Dame Janet Smith, who headed the Shipman Inquiry, has been appointed to head an inquiry into Savile’s time at the BBC, and yesterday Scotland Yard said it recognised “her need to progress this important work”.
“We are now in a position to advise the BBC that they can ask the chair of the BBC executive board, Dame Fiona Reynolds, to begin her review to run parallel to our investigation.
“We will develop a protocol to ensure any future potential criminal action is not jeopardised.”
Commander Peter Spindler, from Scotland Yard, said: “The public’s response to this issue has been astounding. We are dealing with alleged abuse on an unprecedented scale.
“The profile of this operation has empowered a staggering number of victims to come
forward to report the sexual exploitation which occurred during their childhood.
“I am pleased that victims feel confident enough to speak out about the abuse they suffered and would like to reassure the public that we take all these cases very seriously and they will be investigated with the utmost sensitivity.”
Police previously said Savile’s alleged catalogue of sex abuse could have spanned six decades.
Peter Watt, head of the NSPCC’s helpline, said: “It’s now looking possible that Jimmy Savile was one the most prolific sex offenders the NSPCC has ever come across.

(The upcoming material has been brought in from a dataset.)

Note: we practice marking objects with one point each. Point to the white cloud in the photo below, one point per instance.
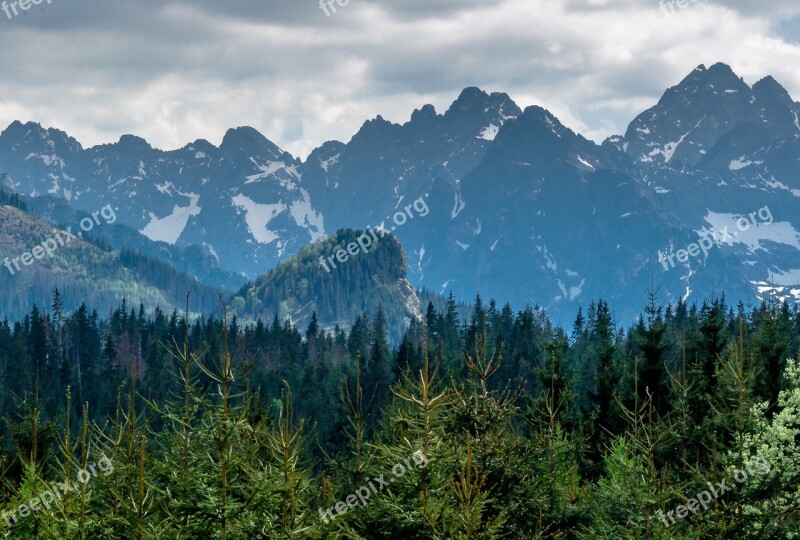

“We have received over 136 calls directly relating to allegations against him which we’ve passed to the police.
“It’s important we recognise the brave step victims have taken in coming forward and we urge any other victims to do the same.
“We are also finding more and more people coming forward and reporting unrelated abuse after hearing the victims in this case speak out.
“Many are only just doing so after years of keeping it to themselves.”
He said the NSPCC’s priority is to support these people working with partner organisations such as the National Association for People Abused in Childhood.